Victor LaValle is a pretty terrific horror writer whose books take the real-life horrors of racism and add monsters. The 2016 novella The Ballad of Black Tom is the third of his books that I’ve read, and they’ve all been enjoyably intense and weird.
I understand that this book is inspired by H.P. Lovecraft, specifically “The Horror at Red Hook,” but I haven’t read enough Lovecraft (one story, years ago) to really appreciate the connection. I just appreciated that this book went all-in on the weird while maintaining its coherance.
Set in 1920s New York, the book opens with a street musician and hustler named Tommy Tester. After delivering an occultic book to a customer (ripping out the last page to keep her from using it), Tommy is invited to play his music for a wealthy white millionaire named Robert Suydam even though he’s not actually a very good musician. From there, it becomes clear that Robert is up to something, something involving forces beyond the world as we understand it, and he wants Tommy to get involved. Trying to uncover the plot is Detective Malone, who has seen enough to know that there’s more to the world than what is seen.
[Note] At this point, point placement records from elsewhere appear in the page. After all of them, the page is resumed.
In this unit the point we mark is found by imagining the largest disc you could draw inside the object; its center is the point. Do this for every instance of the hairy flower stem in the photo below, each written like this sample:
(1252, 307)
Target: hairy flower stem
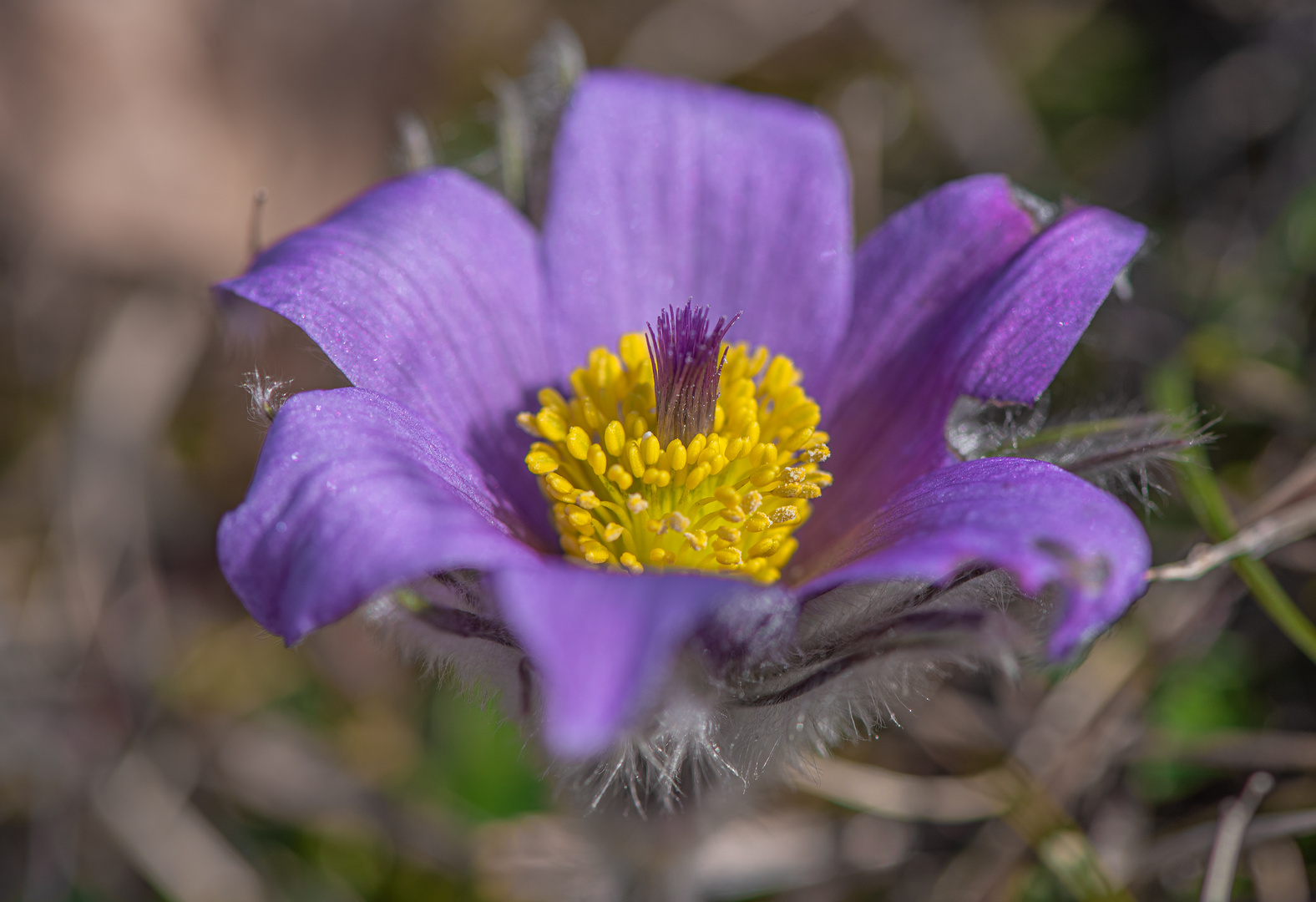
(1172, 390)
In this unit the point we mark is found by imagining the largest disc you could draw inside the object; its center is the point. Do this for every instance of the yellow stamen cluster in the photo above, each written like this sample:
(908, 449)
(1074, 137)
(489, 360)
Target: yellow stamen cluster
(726, 502)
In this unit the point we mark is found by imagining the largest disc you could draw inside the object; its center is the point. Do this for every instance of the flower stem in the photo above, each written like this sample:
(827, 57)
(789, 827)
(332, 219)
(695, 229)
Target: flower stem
(1172, 390)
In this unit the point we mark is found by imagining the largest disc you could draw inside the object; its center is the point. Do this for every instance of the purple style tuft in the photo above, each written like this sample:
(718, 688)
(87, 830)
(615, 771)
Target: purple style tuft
(687, 369)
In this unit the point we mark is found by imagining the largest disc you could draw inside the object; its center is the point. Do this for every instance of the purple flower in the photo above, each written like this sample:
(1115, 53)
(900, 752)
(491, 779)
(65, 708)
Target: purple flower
(448, 312)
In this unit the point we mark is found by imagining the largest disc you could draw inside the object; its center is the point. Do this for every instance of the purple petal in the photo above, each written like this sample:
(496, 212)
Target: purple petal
(1003, 340)
(425, 290)
(1042, 524)
(353, 494)
(602, 643)
(667, 190)
(919, 264)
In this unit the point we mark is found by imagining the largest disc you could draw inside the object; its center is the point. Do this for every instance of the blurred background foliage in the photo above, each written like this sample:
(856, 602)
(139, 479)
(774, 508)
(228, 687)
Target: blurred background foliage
(155, 746)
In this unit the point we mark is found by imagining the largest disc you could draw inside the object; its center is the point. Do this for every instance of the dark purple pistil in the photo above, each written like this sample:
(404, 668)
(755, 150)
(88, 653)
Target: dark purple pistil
(687, 369)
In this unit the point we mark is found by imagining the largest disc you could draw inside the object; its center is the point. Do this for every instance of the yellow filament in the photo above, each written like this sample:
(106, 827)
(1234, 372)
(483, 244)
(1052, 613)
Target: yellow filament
(726, 502)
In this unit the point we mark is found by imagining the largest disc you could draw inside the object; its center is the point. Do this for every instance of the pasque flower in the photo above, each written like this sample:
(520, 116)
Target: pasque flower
(669, 504)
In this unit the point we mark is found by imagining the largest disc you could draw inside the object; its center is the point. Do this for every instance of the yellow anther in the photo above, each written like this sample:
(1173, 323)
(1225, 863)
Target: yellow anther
(557, 484)
(527, 423)
(596, 460)
(550, 423)
(614, 438)
(696, 475)
(541, 463)
(595, 552)
(633, 484)
(815, 454)
(635, 349)
(617, 474)
(633, 460)
(788, 547)
(676, 454)
(676, 520)
(800, 490)
(578, 443)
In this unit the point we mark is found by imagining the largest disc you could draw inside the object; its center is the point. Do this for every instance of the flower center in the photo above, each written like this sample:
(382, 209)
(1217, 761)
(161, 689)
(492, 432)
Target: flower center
(708, 466)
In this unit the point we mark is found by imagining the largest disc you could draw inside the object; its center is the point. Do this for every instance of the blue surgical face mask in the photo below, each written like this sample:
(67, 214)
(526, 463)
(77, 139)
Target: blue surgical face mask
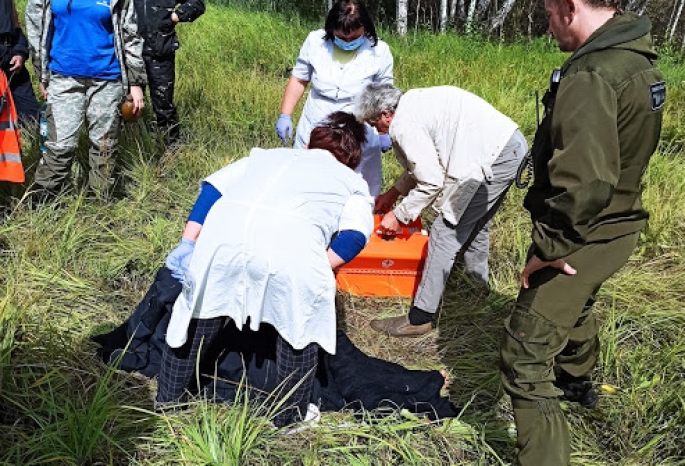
(352, 45)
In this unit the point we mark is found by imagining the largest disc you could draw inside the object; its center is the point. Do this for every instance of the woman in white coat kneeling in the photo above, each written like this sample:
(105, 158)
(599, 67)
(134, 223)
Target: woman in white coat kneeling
(261, 244)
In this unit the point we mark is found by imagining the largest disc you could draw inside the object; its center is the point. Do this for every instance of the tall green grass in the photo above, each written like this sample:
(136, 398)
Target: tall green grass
(79, 267)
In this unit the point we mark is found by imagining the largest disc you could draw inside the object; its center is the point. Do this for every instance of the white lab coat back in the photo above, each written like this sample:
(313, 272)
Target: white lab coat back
(261, 253)
(334, 86)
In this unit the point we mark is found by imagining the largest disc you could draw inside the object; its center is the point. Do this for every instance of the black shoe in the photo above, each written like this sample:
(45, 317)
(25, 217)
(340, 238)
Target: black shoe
(578, 390)
(42, 197)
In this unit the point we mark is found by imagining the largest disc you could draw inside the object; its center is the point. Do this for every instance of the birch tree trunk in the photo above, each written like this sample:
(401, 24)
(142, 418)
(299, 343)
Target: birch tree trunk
(675, 21)
(482, 8)
(470, 18)
(402, 7)
(443, 16)
(501, 15)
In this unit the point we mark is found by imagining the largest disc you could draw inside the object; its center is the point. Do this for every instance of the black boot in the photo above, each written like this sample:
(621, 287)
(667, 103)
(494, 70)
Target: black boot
(577, 390)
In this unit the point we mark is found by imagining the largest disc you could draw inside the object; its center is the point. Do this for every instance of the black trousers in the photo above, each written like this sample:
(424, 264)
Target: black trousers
(293, 367)
(23, 95)
(161, 76)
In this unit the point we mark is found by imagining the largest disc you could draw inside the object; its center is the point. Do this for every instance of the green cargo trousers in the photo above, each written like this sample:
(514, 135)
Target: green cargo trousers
(71, 103)
(551, 329)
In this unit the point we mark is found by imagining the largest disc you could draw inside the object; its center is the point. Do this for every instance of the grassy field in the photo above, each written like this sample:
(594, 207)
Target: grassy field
(79, 267)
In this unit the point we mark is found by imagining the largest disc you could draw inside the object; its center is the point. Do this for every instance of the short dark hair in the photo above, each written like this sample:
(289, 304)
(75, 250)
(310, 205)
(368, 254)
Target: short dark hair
(341, 135)
(602, 4)
(348, 15)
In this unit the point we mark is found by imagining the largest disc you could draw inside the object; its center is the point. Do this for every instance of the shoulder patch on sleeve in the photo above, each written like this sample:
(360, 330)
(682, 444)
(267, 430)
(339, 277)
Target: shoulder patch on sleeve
(657, 92)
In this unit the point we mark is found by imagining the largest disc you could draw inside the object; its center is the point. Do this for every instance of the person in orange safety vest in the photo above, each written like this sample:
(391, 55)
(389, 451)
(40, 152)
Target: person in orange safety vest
(11, 168)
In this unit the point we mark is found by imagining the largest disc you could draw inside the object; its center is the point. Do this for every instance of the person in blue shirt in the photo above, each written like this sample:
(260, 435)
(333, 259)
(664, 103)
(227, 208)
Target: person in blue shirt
(88, 58)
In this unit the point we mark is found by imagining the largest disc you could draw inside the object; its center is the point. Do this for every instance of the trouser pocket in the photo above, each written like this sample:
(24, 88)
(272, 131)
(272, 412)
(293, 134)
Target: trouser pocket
(530, 345)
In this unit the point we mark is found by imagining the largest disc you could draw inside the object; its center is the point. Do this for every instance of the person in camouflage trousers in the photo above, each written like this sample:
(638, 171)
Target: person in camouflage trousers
(602, 124)
(88, 57)
(157, 26)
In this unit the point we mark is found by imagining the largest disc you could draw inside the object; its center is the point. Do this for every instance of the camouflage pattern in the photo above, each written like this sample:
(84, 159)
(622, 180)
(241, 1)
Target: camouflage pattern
(73, 101)
(127, 42)
(161, 74)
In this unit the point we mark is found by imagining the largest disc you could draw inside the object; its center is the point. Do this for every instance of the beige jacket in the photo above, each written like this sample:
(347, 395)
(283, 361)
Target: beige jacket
(447, 140)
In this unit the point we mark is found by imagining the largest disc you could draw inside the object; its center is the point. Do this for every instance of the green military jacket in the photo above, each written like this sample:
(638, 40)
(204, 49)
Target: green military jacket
(601, 126)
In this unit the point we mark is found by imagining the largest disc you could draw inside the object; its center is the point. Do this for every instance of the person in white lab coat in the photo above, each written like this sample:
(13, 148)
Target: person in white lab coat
(460, 156)
(338, 61)
(262, 242)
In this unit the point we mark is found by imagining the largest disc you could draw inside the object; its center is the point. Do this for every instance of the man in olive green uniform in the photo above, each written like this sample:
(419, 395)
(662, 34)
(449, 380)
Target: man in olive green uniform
(602, 124)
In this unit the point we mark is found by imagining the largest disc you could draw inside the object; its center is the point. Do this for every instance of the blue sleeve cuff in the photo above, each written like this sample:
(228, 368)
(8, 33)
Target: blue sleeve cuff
(208, 196)
(348, 244)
The book is both about fighting monsters and becoming a monster and the temptation to marshall one evil to fight another. I suppose that makes the book sound like a moralistic parable, but it doesn’t feel like that. Because it’s short, there’s not a lot of time to dwell on character motivations and crises of conscience. It just poses the problem: If monstrousness exists in many forms, who’s to say which one is the worst? And it does so with a satisfyingly creepy story, with some moments of truly gruesome horror.